As the failures of Silicon Valley Bank and Signature Bank continue to rattle global markets, the lesson of this most recent banking crisis is clear: People who should have known better ignored the mounting risks. Corporate depositors that were among the banks’ big clients, bank management and directors, bank investors and regulators all should have been aware of the chief cause of the problem — asset-liability mismatches — and should have done something before the banks blew up.
The need to keep a sharp eye on risk is a lesson experienced financial advisors know well. They also know the price of being risk-savvy, which all those who looked the other way in the cases of SVB and Signature wished to avoid paying.
First, mom-and-pop depositors who kept less than $250,000 at the two banks bear no blame. Such depositors expect the Federal Deposit Insurance Corp. to do the job its ubiquitous bank-door stickers say it will do. This time, as in the past, that’s just what the FDIC did.

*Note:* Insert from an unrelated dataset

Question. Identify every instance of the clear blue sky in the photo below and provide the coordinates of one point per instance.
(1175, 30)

But to contain a possibly larger fallout, the FDIC, the Federal Reserve and the Treasury Department invoked a “systemic risk exception” so that all of the two banks’ depositors — including those whose holdings exceeding FDIC limits — would receive their money too. That action raises many policy and political questions as to whether large depositors, including wealthy individuals and giant and supposedly savvy tech companies, should have known better than to concentrate their assets at one financial institution and whether the banking system, and ultimately its customers, should pay for that mistake.
And what about the banks’ managers, particularly at SVB? While bond mathematics may puzzle novice investors, anyone running a bank or investing in one should know that when interest rates go up, the value of bonds goes down. Since the Fed’s intent and subsequent actions to raise short-term interest rates were hardly a secret, SVB managers could have taken various steps to dampen the effect. Bank regulators, including the Fed, also should have known how the math works and how raising interest rates would harm bank capital and liquidity.

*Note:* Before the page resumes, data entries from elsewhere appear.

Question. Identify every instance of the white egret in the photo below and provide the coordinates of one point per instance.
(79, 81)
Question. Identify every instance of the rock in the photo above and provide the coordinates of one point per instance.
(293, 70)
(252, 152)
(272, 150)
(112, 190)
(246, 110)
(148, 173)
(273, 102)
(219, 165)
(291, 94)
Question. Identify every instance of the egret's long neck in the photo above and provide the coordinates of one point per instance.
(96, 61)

Paying attention to risk before it smacks you in the face clearly seems to be the optimal risk management choice. But the truth — which long-time advisors know all too well — is that prudent risk management is rarely a crowd-pleaser before a crisis hits. Sometimes that’s because the advice seems so basic, like keeping deposits at any one bank to within the FDIC limits. Mostly it’s because avoiding certain risks usually translates into foregoing what’s trendy and often financially rewarding, at least in the short run. Wise advisors, and their clients, know that true risk management requires being resolute and having the courage not to follow the herd.